Eating out while traveling in America is no picnic. The chances of finding grease saturated food are about 100 per cent and of finding food with taste and nutrition about zero. Note that I don’t consider limp, brown tinged lettuce suffocated in styrofoam boxes as “healthy food”.

It’s sad that history’s lessons have to be relearned. Fred Harvey had the traveler’s food thing all figured out. He came to America from England in 1850, got a job with an American railroad, loved the job but hated the low quality food that was the rail traveler’s standard fare. From 1870 to 1968 the Harvey House Restaurants provided good meals, gracious service and ambience for the ordinary railroad traveler. His waitresses, known as the Harvey Girls, were legendary. For a nostalgic trip, check out the 1946 film, The Harvey Girls, starring Judy Garland.

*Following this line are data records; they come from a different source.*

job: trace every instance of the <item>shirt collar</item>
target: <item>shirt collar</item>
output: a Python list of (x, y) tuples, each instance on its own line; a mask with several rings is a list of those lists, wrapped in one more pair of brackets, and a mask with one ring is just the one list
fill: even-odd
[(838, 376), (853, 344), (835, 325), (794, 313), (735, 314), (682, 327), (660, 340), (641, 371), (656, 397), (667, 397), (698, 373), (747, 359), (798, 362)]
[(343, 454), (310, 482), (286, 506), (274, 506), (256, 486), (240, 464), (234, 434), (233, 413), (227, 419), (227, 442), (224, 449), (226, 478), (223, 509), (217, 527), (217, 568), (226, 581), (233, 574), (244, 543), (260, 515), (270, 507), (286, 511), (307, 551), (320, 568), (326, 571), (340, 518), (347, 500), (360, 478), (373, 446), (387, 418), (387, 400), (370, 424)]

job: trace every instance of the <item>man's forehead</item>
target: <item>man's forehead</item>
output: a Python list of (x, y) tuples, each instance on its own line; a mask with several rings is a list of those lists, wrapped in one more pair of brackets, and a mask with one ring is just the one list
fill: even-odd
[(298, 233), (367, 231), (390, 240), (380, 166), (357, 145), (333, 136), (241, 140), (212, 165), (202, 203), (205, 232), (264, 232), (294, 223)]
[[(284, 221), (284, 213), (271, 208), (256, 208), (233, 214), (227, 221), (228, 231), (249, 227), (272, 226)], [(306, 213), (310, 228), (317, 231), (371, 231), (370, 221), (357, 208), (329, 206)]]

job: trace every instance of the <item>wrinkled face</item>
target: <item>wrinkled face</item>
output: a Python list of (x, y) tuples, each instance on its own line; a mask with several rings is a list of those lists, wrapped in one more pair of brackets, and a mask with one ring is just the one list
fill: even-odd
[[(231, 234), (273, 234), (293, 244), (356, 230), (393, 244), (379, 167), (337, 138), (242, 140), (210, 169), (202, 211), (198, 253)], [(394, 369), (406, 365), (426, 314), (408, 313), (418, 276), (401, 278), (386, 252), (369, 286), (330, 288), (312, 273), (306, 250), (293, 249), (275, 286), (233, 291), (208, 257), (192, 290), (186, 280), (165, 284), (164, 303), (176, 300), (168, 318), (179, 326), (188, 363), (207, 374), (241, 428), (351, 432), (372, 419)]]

Howard Johnson revolutionized food service for the motoring public. Starting in 1925 with a drug store and soda fountain in Quincey, Massachusetts, he believed his customers should have more than the three standard ice cream flavors, vanilla, chocolate and strawberry.  He devised 28 flavors and doubled the butterfat content. Soon he was franchising restaurants along highways and toll plazas all over the nation. A bright orange roof and a “Simple Simon meet a Pieman” logo made HoJos instantly recognizable.

Howard Johnson’s restaurants always retained hints of New England on their menus. All you could eat fried clams were a featured item. They were also my Aunt Vi’s favorite restaurant meal and my husband and I have spent many happy  hours watching her enjoy towering stacks of them.

American travelers no longer have time for sit down dining. Ironically, my most hated current roadside plaza is a former Howard  Johnson’s over the I-94 toll road going to Chicago. The plaza has a huge banner for Geico Insurance covering its windows. Does this imply that lizards are one of the menu items?  Inside the smells of stale grease and bathroom disinfectant are overpowering. The “food” is dished out from a bevy of fast food stands. Ambience is minus ten.

This formula is repeated at toll plazas, highway junctions and many airports all over America. It is not a recipe for travelers’ happiness.